De aquel tiempo, guardo en el corazón
una herida abierta.
Y aunque a mí viniera la diosa Fortuna,
jamás podría calmar mi dolor.
Siempre me gustará el tiempo de las cerezas
y el recuerdo que guardo en el corazón.
«Sólo supimos que [aquella enfermera] se llamaba Louise y que era obrera. (…) ¿Qué fue de ella? ¿Fue fusilada por las tropas de Versalles como tantos otros? ¿No debía yo dedicarle a esta heroína misteriosa la canción más popular que contiene este volumen?», escribía Clément en una recopilación de sus canciones publicada en 1887.
Louise Michel aclarará años después en sus memorias que no era ella la valiente enfermera que tanto conmovió al autor.

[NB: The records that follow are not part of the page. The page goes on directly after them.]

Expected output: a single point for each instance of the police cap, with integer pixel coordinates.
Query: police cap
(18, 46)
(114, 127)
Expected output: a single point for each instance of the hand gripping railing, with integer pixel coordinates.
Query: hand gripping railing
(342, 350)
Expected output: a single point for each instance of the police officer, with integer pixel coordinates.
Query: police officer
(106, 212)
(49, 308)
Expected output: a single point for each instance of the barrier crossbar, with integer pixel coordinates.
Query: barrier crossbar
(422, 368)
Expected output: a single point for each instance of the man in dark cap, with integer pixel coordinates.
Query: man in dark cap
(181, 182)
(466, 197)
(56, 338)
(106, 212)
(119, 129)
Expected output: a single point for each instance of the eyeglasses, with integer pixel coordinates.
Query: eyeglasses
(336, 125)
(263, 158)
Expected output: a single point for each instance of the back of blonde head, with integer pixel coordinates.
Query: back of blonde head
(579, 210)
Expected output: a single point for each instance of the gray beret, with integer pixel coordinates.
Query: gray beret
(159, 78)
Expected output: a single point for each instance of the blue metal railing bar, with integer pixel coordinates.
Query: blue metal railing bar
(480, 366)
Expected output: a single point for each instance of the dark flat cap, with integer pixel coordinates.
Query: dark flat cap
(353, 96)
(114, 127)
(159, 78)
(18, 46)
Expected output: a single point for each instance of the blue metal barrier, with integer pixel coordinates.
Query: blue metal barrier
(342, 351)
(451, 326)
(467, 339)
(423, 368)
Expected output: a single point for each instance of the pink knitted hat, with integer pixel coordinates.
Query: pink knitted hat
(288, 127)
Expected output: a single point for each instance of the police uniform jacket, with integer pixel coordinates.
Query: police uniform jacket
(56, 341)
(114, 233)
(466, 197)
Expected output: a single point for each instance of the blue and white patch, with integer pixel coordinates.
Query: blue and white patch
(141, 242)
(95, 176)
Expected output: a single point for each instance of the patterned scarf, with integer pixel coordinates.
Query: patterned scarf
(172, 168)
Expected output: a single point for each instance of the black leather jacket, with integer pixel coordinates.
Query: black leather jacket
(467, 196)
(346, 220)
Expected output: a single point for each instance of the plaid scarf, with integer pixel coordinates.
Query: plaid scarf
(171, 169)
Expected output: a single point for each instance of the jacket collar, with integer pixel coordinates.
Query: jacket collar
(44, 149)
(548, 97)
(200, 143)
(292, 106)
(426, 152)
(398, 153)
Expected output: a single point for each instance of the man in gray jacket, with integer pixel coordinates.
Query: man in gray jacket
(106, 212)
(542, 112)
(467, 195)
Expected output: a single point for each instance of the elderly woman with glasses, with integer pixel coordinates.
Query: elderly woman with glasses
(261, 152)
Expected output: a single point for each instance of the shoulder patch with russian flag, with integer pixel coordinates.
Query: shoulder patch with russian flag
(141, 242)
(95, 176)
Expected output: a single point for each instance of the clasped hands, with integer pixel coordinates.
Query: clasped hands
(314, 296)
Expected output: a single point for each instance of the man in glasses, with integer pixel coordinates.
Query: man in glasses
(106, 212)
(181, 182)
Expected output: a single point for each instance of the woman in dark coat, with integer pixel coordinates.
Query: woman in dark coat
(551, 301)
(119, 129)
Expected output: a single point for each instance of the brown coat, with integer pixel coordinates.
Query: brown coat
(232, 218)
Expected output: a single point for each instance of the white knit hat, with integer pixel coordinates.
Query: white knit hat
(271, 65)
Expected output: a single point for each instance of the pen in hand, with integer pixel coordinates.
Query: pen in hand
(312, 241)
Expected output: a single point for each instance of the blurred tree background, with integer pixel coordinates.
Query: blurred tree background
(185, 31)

Con el tiempo, la canción se convirtió en símbolo de la lucha revolucionaria e Yves Montand, que la grabó en la década de 1950, la recuperaría en 1974 en el primer concierto en favor de los refugiados chilenos tras el golpe de Estado perpetrado por Pinochet.
El maestro japonés de la animación Hayao Miyazaki también la utilizará en una de sus películas más recordadas, ‘Porco Rosso’ (1994), donde cuenta las aventuras de un aviador hechizado y convertido en cerdo en la Italia de Mussolini. Esta especie de Humphrey Bogart porcino dejará una frase para la historia: «Prefiero ser un cerdo a ser un fascista».
Este especial sobre la Comuna de París fue publicado en #LaMarea81, coincidiendo con su 150º aniversario. Actualización: 29/12/2021.